Few will argue that the new Clio is one damn sexy little French number. Its exterior styling is highlighted by its signature Renault C-shaped daylight running LED headlights, large LED taillights that extends into the tailgate and concealed rear door handles. The gloss black and chrome touches included on the Intens trim level further enhance the aesthetics.

17-inch diamond cut alloys give the Renault Clio real attitude.

The 17-inch diamond cut alloy rims, which is part of the optional R20 000 Intens Option Pack, give the new Clio an even more distinctive presence.

French flair in Renault Clio

Inside the typical French flair continues with an elegantly styled cockpit which combines a variety of black finishes with subtle satin chrome inserts and soft-touch panels. The elegant feel is further enhanced through multi-sense experience interior ambient lighting.

The driver benefits from a seven-inch digital instrument cluster, while the Intens option pack features a 9.3-inch vertical touchscreen multimedia system over the standard seven-inch display. Smartphone connectivity is standard on the Intens.

Also standard on the Intens is an electric handbrake with autohold, rain-sensing wipers and rear parking sensors, while the front parking sensors and rear reverse camera are included as part of the Intens Option Pack.

Boot space in the new Clio is an impressive 391 litres, with the added benefit of 60/40 split rear folding seats.

The fifth generation Clio arrived in South Africa on the back of achieving a five-star Euro NCAP safety rating. In Intens trim, it includes safety features such as six airbags, electronic stability control, ABS with EBD, hill-start assist, auto high beam control and lane departure warning.

Renault Clio underpowered

The Renault Clio Intens is powered by a three-cylinder, 1.0-litre turbocharged petrol engine mated to five-speed manual transmission, the only powertrain combination offered on the entire line-up. It produces 74 kW of power and 160 Nm of torque which is sent to the front wheels.

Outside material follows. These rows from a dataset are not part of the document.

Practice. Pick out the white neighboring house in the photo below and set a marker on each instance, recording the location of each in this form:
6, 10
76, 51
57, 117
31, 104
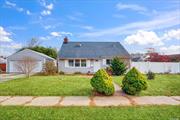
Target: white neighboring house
40, 59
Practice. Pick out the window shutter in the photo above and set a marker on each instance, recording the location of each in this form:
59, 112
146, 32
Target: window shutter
88, 63
66, 63
104, 61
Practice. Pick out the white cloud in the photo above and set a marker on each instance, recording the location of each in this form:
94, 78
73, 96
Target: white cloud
135, 7
144, 38
16, 28
75, 16
45, 12
172, 34
4, 36
50, 6
7, 45
59, 34
28, 12
10, 4
164, 20
66, 33
13, 5
55, 34
87, 27
173, 49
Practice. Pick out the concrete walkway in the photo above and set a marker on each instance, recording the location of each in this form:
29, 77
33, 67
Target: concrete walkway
88, 101
6, 77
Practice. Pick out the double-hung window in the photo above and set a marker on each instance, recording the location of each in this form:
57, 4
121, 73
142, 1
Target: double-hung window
77, 63
83, 63
108, 61
71, 63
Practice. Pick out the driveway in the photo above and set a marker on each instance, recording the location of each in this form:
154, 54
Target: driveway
5, 77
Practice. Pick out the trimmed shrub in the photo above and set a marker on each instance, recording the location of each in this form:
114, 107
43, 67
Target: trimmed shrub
109, 70
77, 73
102, 82
61, 73
134, 82
50, 68
150, 75
118, 67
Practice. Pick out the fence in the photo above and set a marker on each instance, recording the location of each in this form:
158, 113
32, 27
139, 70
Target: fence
157, 67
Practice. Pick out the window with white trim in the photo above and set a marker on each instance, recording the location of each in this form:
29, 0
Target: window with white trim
83, 63
77, 63
71, 63
108, 61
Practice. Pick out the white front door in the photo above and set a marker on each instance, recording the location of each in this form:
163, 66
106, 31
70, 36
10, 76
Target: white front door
97, 65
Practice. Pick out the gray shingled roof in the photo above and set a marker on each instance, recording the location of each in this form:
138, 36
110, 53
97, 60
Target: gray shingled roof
92, 50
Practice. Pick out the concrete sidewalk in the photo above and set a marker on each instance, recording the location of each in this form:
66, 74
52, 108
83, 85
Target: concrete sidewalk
88, 101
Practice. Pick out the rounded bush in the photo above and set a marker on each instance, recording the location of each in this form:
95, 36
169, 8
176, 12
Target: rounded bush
102, 82
134, 82
150, 75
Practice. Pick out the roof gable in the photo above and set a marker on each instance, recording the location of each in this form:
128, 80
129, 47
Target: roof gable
27, 53
92, 50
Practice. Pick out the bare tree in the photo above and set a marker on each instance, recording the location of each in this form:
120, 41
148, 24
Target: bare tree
33, 42
27, 65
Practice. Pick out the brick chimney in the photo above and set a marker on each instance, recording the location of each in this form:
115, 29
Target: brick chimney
66, 40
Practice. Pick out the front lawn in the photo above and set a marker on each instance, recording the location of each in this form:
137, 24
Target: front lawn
168, 85
78, 85
62, 85
91, 113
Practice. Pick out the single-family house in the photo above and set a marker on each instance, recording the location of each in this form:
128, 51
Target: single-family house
38, 61
88, 57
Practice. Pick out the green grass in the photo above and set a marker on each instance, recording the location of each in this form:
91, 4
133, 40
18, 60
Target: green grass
168, 85
77, 85
47, 86
91, 113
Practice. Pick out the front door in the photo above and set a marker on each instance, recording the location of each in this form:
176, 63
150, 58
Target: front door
97, 65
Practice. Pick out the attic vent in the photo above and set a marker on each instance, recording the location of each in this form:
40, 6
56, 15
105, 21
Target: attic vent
78, 45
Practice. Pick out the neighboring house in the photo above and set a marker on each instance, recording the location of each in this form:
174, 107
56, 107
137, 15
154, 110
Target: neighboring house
88, 57
2, 64
17, 57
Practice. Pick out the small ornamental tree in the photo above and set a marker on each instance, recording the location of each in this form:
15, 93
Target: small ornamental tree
50, 68
134, 82
102, 82
150, 75
27, 65
118, 67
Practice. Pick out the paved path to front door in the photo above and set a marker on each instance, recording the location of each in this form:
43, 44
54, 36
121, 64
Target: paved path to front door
88, 101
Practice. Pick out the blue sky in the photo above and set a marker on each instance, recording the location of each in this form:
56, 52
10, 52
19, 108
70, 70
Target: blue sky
137, 24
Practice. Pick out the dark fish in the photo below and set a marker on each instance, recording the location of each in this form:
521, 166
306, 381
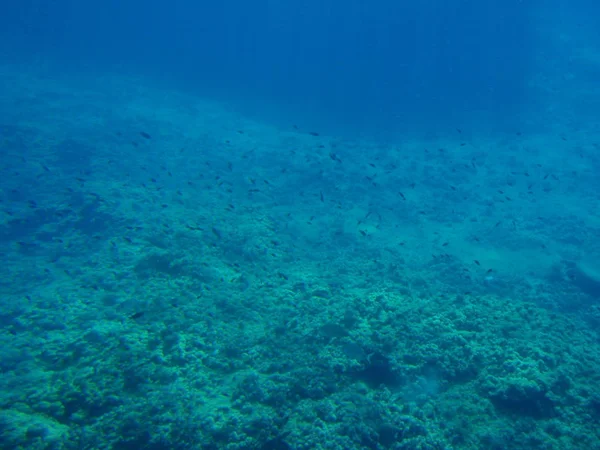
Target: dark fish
217, 233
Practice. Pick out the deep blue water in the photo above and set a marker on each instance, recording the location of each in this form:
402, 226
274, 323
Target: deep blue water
302, 225
382, 66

There is plenty of French flair inside the cabin of the new Renault Clio.

On paper the outputs might seem rather decent and closely matched to its rivals, but we felt that the mill is a bit underpowered.

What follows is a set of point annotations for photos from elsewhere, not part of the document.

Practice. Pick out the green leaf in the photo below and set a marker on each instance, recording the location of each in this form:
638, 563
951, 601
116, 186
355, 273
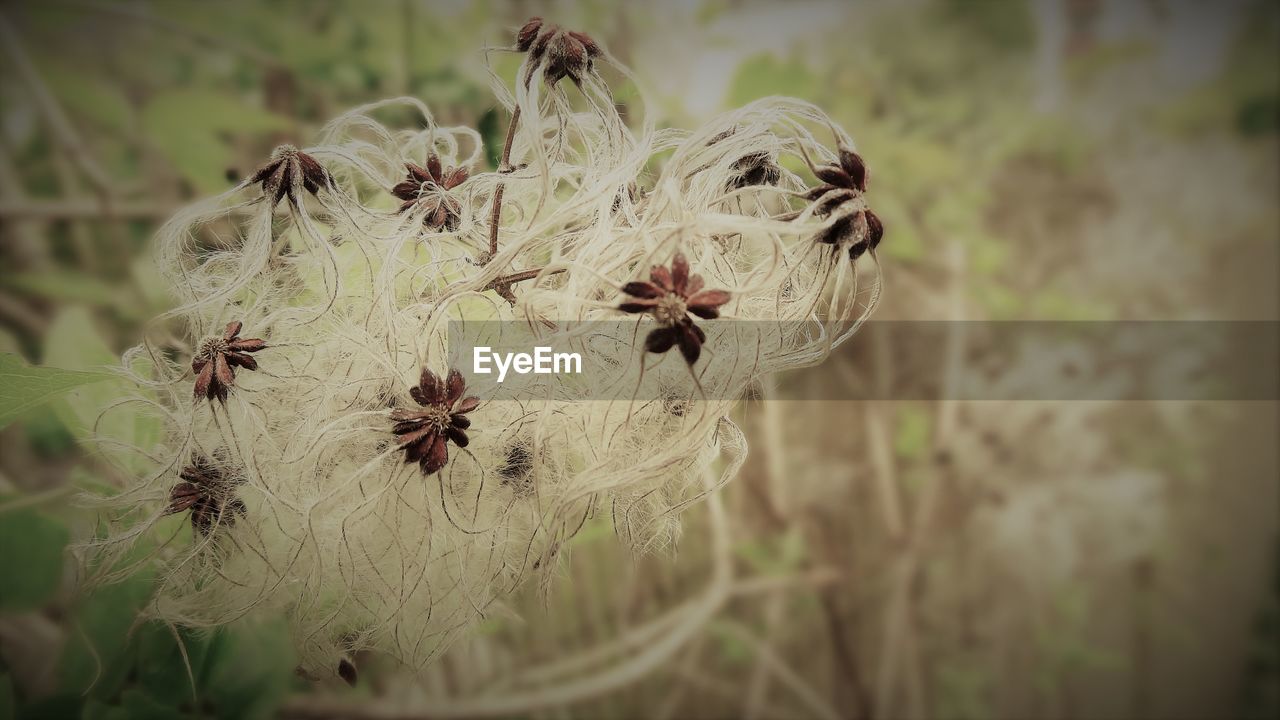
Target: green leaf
87, 96
492, 136
31, 559
254, 670
188, 126
135, 705
161, 670
8, 703
23, 387
53, 707
71, 286
912, 432
74, 342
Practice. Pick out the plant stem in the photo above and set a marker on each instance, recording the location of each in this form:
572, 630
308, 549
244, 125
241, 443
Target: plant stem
503, 167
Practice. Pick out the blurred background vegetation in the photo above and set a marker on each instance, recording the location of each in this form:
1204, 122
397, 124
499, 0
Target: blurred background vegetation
1040, 159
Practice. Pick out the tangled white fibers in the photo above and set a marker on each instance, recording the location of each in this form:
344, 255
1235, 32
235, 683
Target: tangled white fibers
315, 292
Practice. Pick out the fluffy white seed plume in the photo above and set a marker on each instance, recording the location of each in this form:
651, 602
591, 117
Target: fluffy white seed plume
301, 500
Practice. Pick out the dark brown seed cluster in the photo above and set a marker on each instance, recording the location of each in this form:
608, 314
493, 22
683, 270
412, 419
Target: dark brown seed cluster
562, 53
288, 173
218, 356
750, 169
841, 183
429, 188
424, 433
208, 492
670, 296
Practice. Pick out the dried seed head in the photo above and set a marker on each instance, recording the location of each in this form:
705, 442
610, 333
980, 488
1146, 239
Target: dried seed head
218, 358
670, 309
670, 296
528, 33
561, 53
347, 671
288, 172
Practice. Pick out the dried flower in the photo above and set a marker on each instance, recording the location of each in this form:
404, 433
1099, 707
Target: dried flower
218, 356
565, 53
424, 433
840, 183
347, 671
750, 169
208, 493
517, 469
288, 172
670, 297
429, 188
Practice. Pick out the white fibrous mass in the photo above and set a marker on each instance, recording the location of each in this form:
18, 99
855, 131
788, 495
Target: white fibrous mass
351, 260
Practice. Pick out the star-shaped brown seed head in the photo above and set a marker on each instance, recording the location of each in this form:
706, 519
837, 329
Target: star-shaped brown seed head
562, 53
288, 173
671, 295
208, 492
429, 188
841, 183
424, 433
752, 169
218, 358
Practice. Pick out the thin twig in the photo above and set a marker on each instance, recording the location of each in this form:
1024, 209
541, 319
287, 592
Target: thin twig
58, 122
503, 167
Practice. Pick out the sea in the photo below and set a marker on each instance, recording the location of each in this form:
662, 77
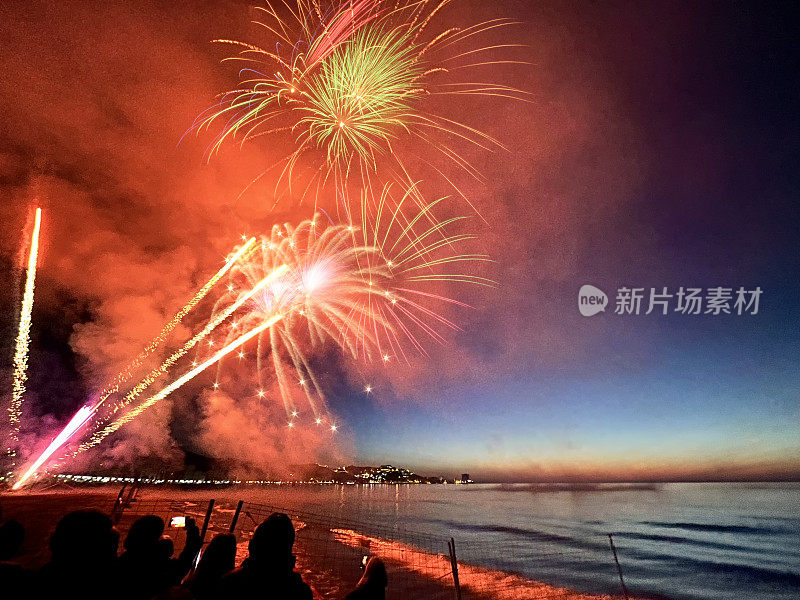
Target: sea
682, 541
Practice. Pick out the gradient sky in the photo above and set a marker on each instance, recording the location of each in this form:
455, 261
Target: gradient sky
660, 148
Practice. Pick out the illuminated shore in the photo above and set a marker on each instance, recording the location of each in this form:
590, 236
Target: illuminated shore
327, 557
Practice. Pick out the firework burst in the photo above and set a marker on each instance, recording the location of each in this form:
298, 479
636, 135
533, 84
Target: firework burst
349, 79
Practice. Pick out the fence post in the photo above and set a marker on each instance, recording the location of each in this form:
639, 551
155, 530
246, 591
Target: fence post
116, 512
451, 545
206, 520
619, 569
236, 516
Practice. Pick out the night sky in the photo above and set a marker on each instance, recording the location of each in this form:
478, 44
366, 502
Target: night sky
659, 148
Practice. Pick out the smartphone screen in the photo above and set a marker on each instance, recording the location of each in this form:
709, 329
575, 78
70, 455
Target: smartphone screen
177, 522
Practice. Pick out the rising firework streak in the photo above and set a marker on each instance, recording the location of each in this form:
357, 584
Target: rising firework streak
127, 417
83, 415
23, 339
161, 369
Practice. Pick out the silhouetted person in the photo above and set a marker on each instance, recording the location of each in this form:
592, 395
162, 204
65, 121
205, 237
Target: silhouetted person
84, 553
147, 567
372, 585
268, 571
217, 560
13, 578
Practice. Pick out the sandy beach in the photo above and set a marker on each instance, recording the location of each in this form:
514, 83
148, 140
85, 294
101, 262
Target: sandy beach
328, 557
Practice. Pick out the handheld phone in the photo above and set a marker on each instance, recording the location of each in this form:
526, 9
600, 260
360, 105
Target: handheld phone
177, 522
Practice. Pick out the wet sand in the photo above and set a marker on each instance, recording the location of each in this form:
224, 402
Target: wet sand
328, 557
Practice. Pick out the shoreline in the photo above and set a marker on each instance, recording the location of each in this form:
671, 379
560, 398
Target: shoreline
328, 556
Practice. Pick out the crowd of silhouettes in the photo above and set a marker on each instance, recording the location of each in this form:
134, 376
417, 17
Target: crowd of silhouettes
84, 563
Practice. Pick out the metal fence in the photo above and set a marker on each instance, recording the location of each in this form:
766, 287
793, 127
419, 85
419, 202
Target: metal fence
330, 552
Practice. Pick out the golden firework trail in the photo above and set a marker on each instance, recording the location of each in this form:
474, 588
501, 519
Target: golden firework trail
129, 416
128, 372
81, 417
151, 377
71, 429
23, 339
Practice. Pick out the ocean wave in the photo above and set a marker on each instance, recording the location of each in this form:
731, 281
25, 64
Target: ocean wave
546, 488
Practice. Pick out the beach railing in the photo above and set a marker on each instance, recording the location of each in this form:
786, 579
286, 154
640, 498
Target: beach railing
331, 551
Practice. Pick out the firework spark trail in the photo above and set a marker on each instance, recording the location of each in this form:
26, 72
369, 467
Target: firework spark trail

Once you get going it’s easy to keep on the boil, but acceleration is too sluggish for a car that is considered to be a nippy little city slicker.

Once you reach the national limit on the freeway, you also feel that a sixth gear would have done the Clio the world of good.

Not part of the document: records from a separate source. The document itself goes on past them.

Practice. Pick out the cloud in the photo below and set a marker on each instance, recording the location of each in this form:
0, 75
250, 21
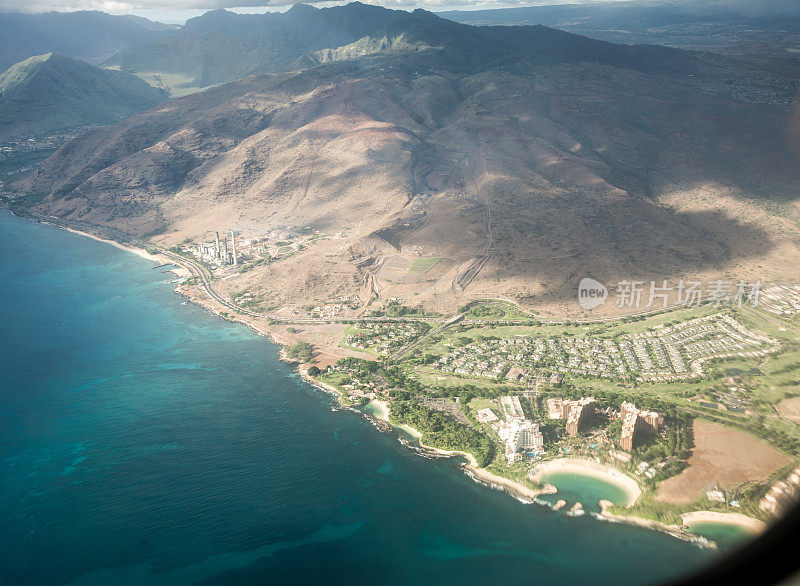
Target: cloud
123, 6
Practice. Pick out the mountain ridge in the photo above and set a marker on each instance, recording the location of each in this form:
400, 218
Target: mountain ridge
50, 92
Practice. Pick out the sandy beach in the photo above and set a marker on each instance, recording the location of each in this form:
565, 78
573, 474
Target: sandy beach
480, 474
157, 258
752, 525
593, 469
675, 530
562, 465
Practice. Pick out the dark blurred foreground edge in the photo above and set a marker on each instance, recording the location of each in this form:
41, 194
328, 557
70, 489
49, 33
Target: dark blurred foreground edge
769, 559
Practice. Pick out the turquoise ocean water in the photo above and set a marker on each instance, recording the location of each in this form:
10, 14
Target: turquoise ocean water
147, 442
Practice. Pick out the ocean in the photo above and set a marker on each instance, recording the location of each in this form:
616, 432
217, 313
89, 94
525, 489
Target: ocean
143, 441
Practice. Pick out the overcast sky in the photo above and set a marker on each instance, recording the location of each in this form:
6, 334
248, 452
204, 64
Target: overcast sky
177, 11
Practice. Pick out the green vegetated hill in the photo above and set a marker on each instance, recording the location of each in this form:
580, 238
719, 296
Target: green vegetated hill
49, 93
87, 35
221, 46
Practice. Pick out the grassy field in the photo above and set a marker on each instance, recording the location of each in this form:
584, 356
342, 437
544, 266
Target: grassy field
768, 380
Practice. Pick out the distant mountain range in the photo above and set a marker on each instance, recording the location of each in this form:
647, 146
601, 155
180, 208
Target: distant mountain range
49, 93
86, 35
221, 46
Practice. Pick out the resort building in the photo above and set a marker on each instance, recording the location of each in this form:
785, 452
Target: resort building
555, 408
486, 416
578, 413
522, 438
635, 423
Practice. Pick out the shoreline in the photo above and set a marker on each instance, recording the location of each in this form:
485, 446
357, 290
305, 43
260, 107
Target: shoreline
749, 524
140, 252
480, 475
591, 469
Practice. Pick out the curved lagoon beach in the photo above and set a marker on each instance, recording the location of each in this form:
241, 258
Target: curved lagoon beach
143, 441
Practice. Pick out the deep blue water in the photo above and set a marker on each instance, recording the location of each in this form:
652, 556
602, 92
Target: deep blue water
147, 442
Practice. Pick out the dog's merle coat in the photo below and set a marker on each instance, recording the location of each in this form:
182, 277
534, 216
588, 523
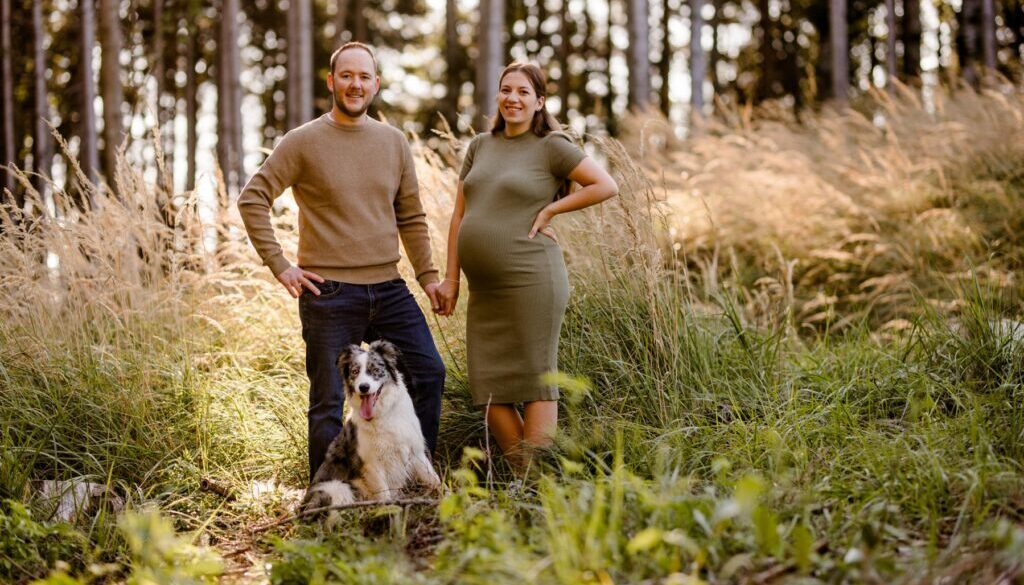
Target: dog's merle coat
380, 447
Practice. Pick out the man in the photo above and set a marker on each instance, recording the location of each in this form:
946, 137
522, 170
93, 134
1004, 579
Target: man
354, 181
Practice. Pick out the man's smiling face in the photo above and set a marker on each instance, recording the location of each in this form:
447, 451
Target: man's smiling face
353, 82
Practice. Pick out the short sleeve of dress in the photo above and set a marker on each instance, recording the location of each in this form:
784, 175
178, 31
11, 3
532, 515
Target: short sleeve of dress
467, 161
563, 155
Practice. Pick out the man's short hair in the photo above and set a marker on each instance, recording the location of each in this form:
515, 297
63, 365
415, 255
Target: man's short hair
353, 45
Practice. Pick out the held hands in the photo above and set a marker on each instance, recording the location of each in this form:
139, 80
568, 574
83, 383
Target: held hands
543, 224
295, 279
448, 295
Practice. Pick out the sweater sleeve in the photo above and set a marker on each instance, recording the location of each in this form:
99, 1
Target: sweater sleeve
563, 156
278, 173
413, 220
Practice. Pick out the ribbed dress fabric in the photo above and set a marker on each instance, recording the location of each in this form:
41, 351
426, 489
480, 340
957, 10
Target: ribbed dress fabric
518, 287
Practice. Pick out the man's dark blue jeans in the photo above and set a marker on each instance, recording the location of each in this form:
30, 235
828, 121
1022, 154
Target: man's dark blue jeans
345, 314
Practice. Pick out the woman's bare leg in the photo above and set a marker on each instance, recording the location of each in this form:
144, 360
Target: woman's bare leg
541, 421
506, 424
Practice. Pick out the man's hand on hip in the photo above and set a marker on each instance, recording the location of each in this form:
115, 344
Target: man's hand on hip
295, 279
431, 290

Despite its shortcomings in the power department, the Reanult Clio is nonetheless a pleasure to drive. The clutch is light, the gearbox slick, the steering direct and the car is easy to manoevre. In fact, it’s everything you would want in a daily runaround car.

We managed fuel consumption of 8.3 L/100 km during our week in the Clio, spent exclusively in city traffic.

It’s not far off the claimed urban consumption of 7.7 L/100 km, but still rather thirsty for a small car. More open road driving is bound the bring the combined cycle figure down, but we doubt whether the claimed 5.7 L/100 km is achievable in the real world.

Conclusion

While its overall look and feel, comfort, technology and safety systems might all be an easy sell for the fifth generation Renault Clio, the solitary powertrain option does limited the product.

But ironically, its biggest downfall is also its biggest ally as the engine/gearbox combination helps to keep the price attractive in a segment that is a lot more cutthroat compared to when the Clio made its local debut.

The fact that the new Clio compares very well overall with its rivals despite its late arrival – albeit not moving any goalposts this time around – is a testament of the quality of the French hatchback. It is going to struggle against the entrenched top sellers in the segment, but it’s a solid left-field choice for those looking to stand out from the crowd.

The new Renault Clio comes standard with a five-year/150 000 km warranty and two-year/30 000 km service plan.